You may expect that `readlines()` can process a file's contents more effectively than `readline()`, as it may need to be invoked fewer times.

Note: when there is nothing to read from the file, the method returns an empty list. Use it to detect the end of the file.

To the extent of the buffer's size, you can expect that increasing it may improve input performance, but there is no golden rule for it - try to find the optimal values yourself.

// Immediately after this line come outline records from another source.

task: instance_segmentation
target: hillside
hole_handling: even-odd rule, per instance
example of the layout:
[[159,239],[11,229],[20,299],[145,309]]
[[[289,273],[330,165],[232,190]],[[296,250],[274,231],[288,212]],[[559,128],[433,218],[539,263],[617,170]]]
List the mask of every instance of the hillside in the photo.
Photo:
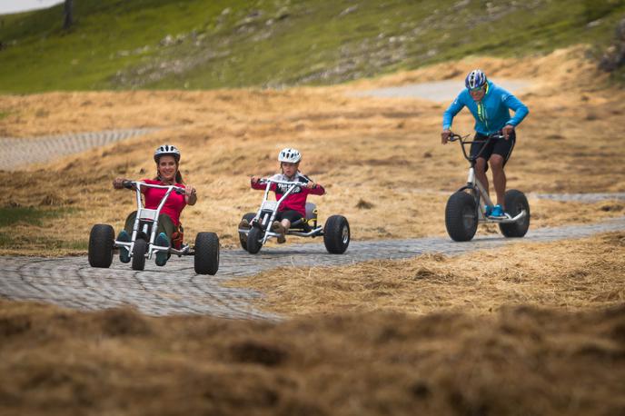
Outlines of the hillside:
[[332,84],[471,54],[586,43],[623,0],[80,0],[0,16],[0,92]]

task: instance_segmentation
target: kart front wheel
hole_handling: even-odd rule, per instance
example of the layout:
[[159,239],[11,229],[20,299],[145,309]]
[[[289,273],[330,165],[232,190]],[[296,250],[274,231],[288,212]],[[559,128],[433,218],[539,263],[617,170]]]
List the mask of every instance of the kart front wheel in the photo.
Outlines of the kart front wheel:
[[195,272],[214,275],[219,269],[219,237],[214,233],[198,233],[193,259]]
[[[254,213],[247,213],[241,220],[247,220],[248,223],[252,223],[252,220],[253,220],[256,214]],[[242,249],[247,250],[247,234],[239,233],[239,243],[241,243]]]
[[255,254],[261,251],[263,247],[263,232],[259,227],[252,227],[250,233],[247,233],[247,252],[250,254]]
[[342,254],[350,245],[350,223],[342,215],[332,215],[323,226],[323,243],[328,253]]
[[91,267],[108,269],[113,262],[114,231],[108,224],[93,226],[89,234],[89,264]]
[[145,268],[145,253],[147,242],[143,238],[137,238],[133,248],[133,270],[144,270]]
[[447,233],[456,242],[468,242],[478,229],[478,212],[475,200],[464,192],[450,196],[445,207]]
[[530,228],[530,203],[527,202],[525,194],[516,189],[507,191],[504,198],[506,212],[511,216],[515,217],[523,211],[525,211],[525,216],[515,223],[500,223],[499,229],[506,237],[522,237]]

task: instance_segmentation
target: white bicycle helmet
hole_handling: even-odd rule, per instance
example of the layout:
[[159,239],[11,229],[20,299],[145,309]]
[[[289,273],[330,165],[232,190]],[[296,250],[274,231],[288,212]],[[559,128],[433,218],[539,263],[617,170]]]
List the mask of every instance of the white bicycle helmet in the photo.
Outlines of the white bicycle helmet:
[[302,154],[297,151],[297,149],[293,149],[291,147],[285,147],[280,151],[278,154],[279,162],[286,162],[288,163],[297,163],[302,160]]
[[165,154],[174,156],[176,162],[180,162],[180,151],[174,144],[163,144],[162,146],[158,146],[156,152],[154,152],[154,162],[158,163],[158,160],[161,156],[164,156]]

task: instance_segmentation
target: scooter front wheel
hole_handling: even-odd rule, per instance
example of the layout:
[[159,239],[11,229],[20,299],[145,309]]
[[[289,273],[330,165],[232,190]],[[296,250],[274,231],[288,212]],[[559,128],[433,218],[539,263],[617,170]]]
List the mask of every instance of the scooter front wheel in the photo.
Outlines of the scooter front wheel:
[[214,233],[198,233],[195,237],[193,267],[198,274],[214,275],[219,270],[219,237]]
[[475,199],[459,191],[447,201],[445,207],[447,233],[456,242],[468,242],[478,229],[478,212]]
[[114,231],[108,224],[94,225],[89,234],[89,264],[107,269],[113,262]]
[[247,252],[250,254],[255,254],[261,251],[261,247],[263,247],[263,230],[258,227],[252,227],[250,229],[250,233],[247,233]]

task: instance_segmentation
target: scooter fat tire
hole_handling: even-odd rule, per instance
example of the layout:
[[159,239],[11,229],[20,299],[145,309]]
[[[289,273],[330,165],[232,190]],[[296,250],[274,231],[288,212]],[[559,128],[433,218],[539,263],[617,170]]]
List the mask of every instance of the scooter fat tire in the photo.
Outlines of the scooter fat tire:
[[505,237],[522,237],[530,228],[530,203],[525,194],[511,189],[505,194],[506,212],[512,217],[517,216],[525,210],[526,215],[516,223],[500,223],[499,229]]
[[193,267],[198,274],[214,275],[219,270],[219,237],[214,233],[198,233],[195,237]]
[[447,233],[456,242],[471,241],[478,229],[478,213],[473,197],[464,192],[450,196],[445,207]]

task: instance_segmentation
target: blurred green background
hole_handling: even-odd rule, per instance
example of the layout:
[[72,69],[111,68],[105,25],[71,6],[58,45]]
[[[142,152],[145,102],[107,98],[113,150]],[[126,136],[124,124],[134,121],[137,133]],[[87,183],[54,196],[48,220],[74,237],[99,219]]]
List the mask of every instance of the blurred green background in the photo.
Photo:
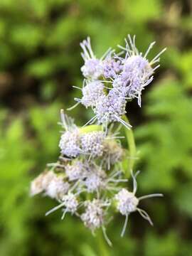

Look at the code in the editor. We've modified it to show you how to use `readlines()`.

In [8]:
from os import strerror

try:
    ccnt = lcnt = 0
    s = open('text.txt', 'rt')
    lines = s.readlines(20)
    while len(lines) != 0:
        for line in lines:
            lcnt += 1
            for ch in line:
                print(ch, end='')
                ccnt += 1
        lines = s.readlines(10)
    s.close()
    print("\n\nCharacters in file:", ccnt)
    print("Lines in file:     ", lcnt)
except IOError as e:
    print("I/O error occurred:", strerror(e.errno))

Beautiful is better than ugly.
Explicit is better than implicit.
Simple is better than complex.
Complex is better than complicated.

Characters in file: 131
Lines in file:      4


We've decided to use a 15-byte-long buffer. Don't think it's a recommendation.

We've used such a value to avoid the situation in which the first `readlines()` invocation consumes the whole file.

We want the method to be forced to work harder, and to demonstrate its capabilities.

There are `two nested loops in the code`: the outer one uses `readlines()`'s result to iterate through it, while the inner one prints the lines character by character.